Per gli inquirenti è stata lei, Veronica Panarello, ad uccidere suo figlio, il piccolo Loris Stival strangolato con delle fascette da elettricista e gettato in un canalone a Santa Croce Camerina il 29 novembre 2014.
Ma nella mente di Veronica Panarello tutto è confuso, i ricordi emergono pian piano, dando vita a nuovi e torbidi colpi di scena.

La giovane mamma adesso tira in ballo il suocero, Andrea Stival, sostenendo che era il suo amante, e che sia stato proprio il nonno di Loris ad ammazzare il bambino quando quest’ultimo avrebbe scoperto la loro relazione.

Veronica Panarello ieri ha parlato in carcere nuovamente con gli psichiatri per la conclusione della perizia che verrà depositata alla prima udienza del processo fissata per l’ 11 maggio. Nel colloquio ha ricostruito i nove giorni che precedono l’omicidio del bambino.

“Me lo disse anche il sabato mattina, mi disse che non voleva andare a scuola e che doveva parlare con suo padre, me lo disse con aria di sfida” ha detto Veronica agli psichiatri.

Che tra Veronica e Andrea Stival vi fosse stata una relazione era un’ipotesi che gli inquirenti avevano preso in considerazione sin dai primissimi giorni dell’indagine.Ma ecco la ricostruzione di quei nove giorni prima del delitto fatta da Veronica Panarello al pm Marco Rota.
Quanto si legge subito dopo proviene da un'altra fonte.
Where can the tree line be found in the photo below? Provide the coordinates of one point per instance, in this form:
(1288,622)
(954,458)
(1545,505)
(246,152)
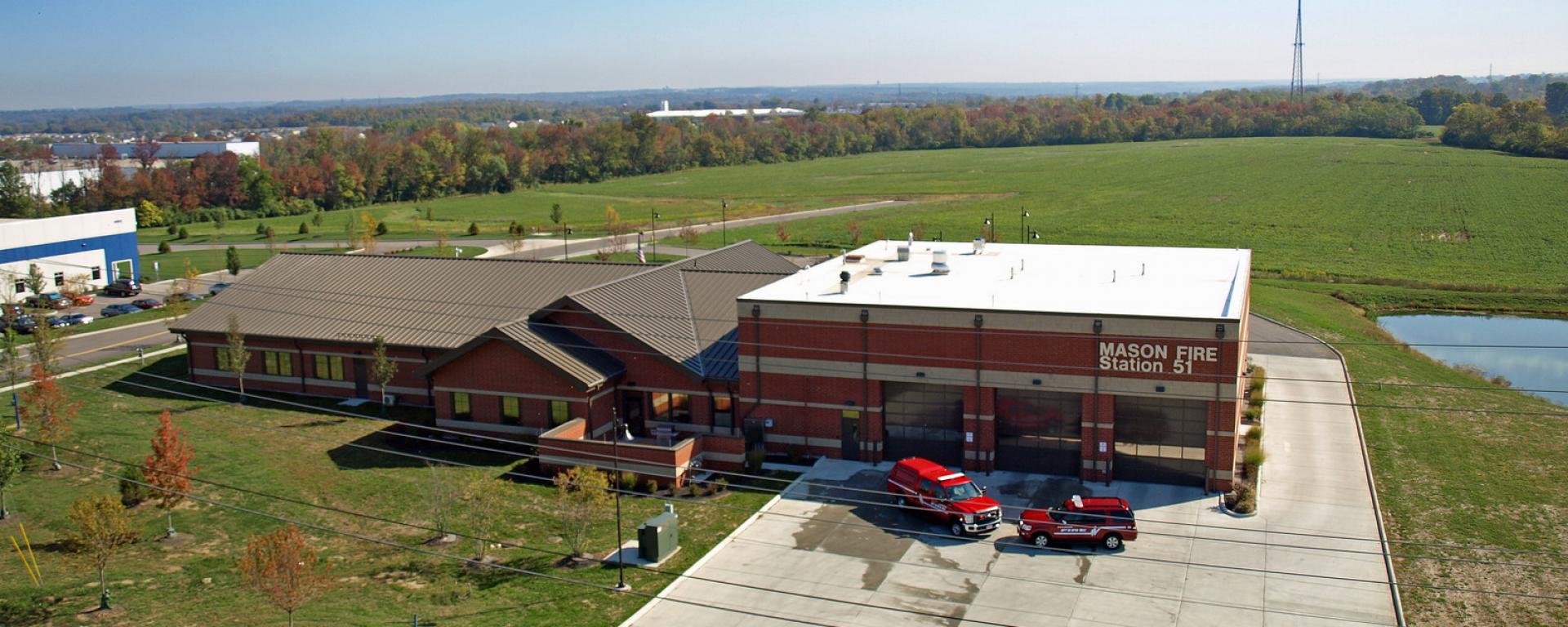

È il 20 novembre quando il bambino scopre la madre con il nonno intenti a scambiarsi evidenti effusioni in cucina.
“Avevo paura che il bambino potesse rivelare l’ accaduto al padre. Il giorno dopo, mi pare che fosse il 22, Davide (che era fuori per il suo lavoro) sarebbe tornato. Decisi di affrontare l’ argomento con Loris chiedendogli il perché del suo nervosismo, ma lui mi rispose chiedendomi quando sarebbe tornato papà. Pensai che attendeva il ritorno di Davide per dirgli quanto aveva visto tra me e mio suocero, cercai di convincerlo di non farlo ma lui mi disse che papà doveva sapere poiché nonno aveva atteggiamenti diversi dal solito. Io insistetti con lui per assicurarmi che non avrebbe rivelato nulla dicendogli che se avesse raccontato quello che aveva visto si sarebbe ritrovato come me con due genitori separati”.

Il sabato 22 novembre, quando suo marito torna a casa per il week-end, Veronica è molto nervosa e preoccupata.

“Ricordo che cercai di evitare che padre e figlio potessero rimanere da soli. Ero estremamente impaurita che questo episodio avrebbe potuto avere conseguenze sull’ unitafamiliare e non ebbi il coraggio di raccontare nulla a mio marito“.
Il pm Rota le chiede: “Tra il 28 e il 29 novembre affrontò ancora l’ argomento con Loris?”.

“Ne abbiamo parlato la sera del 28 novembre (la sera prima dell’omicidio, ndr). Di pomeriggio avevo dormito e quando mi ero svegliata il mio cellulare non era più nel posto in cui lo avevo lasciato e sul display c’ erano parecchie telefonate di Davide, mio marito.
Chiesi a Loris se l’ avesse preso lui. Loris prima negò poi mi disse che era stato lui, io ero preoccupata che avesse risposto al padre rivelandogli la relazione con mio suocero. Chiamai subito Davide ma dal tenore della sua risposta capii che non aveva parlato col bambino e così mi tranquillizzai”.

Veronica, nonostante numerose prove, tra cui le telecamera del paese la smentissero, ha sostenuto per oltre un anno di aver accompagnato il bambino a scuola. Adesso la sua versione è cambiata: “Il giorno dopo, il 29, Loris mi disse che non voleva andare a scuola e mi chiese ancora quando sarebbe tornato papà perché doveva parlargli, lo disse con aria di sfida. Questo comportamento mi ha allarmato e così ho deciso di farlo tornare a casa, ci avrei parlato al mio ritorno promettendogli che lo avrei portato con me al corso di cucina. Dopo averlo lasciato il mio timore crebbe perché mi accorsi di avere lasciato a lui il mio cellulare scarico e lui poteva metterlo sotto carica e utilizzarlo per chiamare il papa mentre io ero fuori”.